Of those employees who said that working at their firm had a negative impact on their health and wellbeing, 13% referred to their physical environment as a factor. As figure 49 showed, this was particularly the case in Investment Banking. The words most commonly used by employees that related to the physical working environment are shown in figure 52.
Fig 52. BSB Survey 2018 — words used by employees in response to Q29a, relating to physical environment
Note: The size of the words illustrates how frequently they were cited. Words of a similar meaning have been clustered for the purposes of analysis. The colours used are solely for presentational purposes.

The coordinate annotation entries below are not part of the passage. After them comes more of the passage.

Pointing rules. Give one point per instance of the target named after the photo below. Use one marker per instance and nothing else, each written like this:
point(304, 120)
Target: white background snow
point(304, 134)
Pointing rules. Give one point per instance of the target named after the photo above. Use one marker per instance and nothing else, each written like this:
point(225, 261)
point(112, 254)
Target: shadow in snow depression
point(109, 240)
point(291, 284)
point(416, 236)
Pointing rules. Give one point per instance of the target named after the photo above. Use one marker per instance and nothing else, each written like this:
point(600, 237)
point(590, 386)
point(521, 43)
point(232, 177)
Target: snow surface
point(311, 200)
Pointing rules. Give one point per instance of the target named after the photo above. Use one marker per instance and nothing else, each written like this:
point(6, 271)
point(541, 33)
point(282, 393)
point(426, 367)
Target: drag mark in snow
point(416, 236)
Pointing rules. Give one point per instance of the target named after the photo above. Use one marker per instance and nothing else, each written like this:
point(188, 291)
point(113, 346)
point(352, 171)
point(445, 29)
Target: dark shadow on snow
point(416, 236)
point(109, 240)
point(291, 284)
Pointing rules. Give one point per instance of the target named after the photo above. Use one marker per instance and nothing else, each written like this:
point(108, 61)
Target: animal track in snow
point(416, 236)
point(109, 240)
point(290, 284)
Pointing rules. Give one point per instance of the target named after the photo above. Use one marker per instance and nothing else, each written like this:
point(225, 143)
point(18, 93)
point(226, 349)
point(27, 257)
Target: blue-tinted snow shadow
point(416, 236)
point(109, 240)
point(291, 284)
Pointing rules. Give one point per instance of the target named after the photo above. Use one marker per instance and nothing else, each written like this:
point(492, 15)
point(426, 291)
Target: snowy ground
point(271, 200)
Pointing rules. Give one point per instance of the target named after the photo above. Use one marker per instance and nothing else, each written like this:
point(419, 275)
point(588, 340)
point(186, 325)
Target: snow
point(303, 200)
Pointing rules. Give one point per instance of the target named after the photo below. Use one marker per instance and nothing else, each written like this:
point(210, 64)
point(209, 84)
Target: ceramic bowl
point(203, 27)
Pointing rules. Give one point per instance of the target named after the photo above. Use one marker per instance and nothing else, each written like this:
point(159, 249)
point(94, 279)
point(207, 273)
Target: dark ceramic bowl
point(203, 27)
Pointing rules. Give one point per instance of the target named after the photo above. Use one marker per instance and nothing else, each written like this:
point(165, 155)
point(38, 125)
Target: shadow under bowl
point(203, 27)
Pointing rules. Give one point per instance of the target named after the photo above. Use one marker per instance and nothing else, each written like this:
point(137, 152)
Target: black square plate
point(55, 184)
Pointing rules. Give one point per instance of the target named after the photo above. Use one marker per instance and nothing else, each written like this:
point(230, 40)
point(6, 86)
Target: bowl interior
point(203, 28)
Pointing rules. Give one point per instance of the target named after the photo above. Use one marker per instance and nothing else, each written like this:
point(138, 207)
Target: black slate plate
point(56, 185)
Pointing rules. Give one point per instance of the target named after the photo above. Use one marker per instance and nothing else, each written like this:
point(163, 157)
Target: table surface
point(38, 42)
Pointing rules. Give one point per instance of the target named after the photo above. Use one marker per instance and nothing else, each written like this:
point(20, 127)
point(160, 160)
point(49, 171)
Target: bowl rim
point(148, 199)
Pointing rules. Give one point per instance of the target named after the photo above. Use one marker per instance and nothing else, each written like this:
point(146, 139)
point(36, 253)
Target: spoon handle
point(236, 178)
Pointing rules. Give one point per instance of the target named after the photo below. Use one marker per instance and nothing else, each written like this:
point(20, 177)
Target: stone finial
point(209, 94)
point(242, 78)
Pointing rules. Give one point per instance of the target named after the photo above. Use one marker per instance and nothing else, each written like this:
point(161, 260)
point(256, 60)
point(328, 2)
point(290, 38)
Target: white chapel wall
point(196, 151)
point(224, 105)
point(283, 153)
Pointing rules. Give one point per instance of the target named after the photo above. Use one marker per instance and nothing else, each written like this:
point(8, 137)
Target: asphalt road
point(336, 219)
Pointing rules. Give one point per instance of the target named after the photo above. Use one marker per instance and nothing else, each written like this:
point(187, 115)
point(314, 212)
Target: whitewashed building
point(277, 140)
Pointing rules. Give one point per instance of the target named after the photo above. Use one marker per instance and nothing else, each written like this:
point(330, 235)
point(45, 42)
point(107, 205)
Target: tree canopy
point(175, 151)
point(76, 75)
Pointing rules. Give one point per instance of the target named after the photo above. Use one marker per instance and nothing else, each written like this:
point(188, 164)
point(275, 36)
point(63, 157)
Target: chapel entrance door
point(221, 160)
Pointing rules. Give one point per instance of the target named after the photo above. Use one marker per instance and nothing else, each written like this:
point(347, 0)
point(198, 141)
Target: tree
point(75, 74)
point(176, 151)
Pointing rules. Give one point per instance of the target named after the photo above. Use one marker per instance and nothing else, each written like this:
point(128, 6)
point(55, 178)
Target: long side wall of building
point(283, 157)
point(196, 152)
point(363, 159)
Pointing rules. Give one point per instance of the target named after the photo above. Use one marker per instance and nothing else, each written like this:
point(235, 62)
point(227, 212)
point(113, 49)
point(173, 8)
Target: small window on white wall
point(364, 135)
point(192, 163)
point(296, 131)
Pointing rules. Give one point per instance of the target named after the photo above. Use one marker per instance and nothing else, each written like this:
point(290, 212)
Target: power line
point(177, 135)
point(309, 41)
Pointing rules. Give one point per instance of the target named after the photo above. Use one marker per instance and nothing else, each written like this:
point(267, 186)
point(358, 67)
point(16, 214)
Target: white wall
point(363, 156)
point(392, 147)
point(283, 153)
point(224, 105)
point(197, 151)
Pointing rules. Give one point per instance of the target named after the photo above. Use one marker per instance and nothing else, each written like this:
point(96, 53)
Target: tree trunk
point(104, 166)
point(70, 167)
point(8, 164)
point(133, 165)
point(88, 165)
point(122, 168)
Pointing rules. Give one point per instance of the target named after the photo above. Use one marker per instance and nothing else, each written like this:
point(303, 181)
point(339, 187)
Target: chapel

Many firms have told us about how they have moved away from sales targets and incentives; changes noted and generally welcomed also by employees when we have spoken with them in focus groups over the course of successive Assessments. As noted in our analysis of the issues raised by focus group participants in 2018 with respect to customer focus, however, some employees see such targets as still implicit in practice, and the responses to our additional wellbeing question are consistent with this perception.
Of the quarter of employees overall who said that working at their firm had a negative impact on their health and wellbeing, 6% referenced targets and goals. We do not know the nature of the targets or goals referred to, and they may bear no relation to sales volumes or financial metrics. There are also marked differences by business area. The 6% who referenced targets and goals rose to 9% in Retail and, within Retail, to 15% in Retail Branch. Differences were also evident between firms. As noted, 15% of Retail Branch employees who said that working at their firm had a negative impact on their health and wellbeing, referred to targets and goals as a factor. By individual firm, however, this proportion ranged from 6% in the firm at the low end of the spectrum, to 22% in the firm at the other. The issue of targets and goals may be one of perception or of substance. Either way, it is one that firms will wish to address.
We are continuing to analyse the data available from the Survey in order to gain as much insight from it as possible on issues relating to wellbeing, and look forward to working with firms and partner organisations on practical steps arising from this work as the year progresses.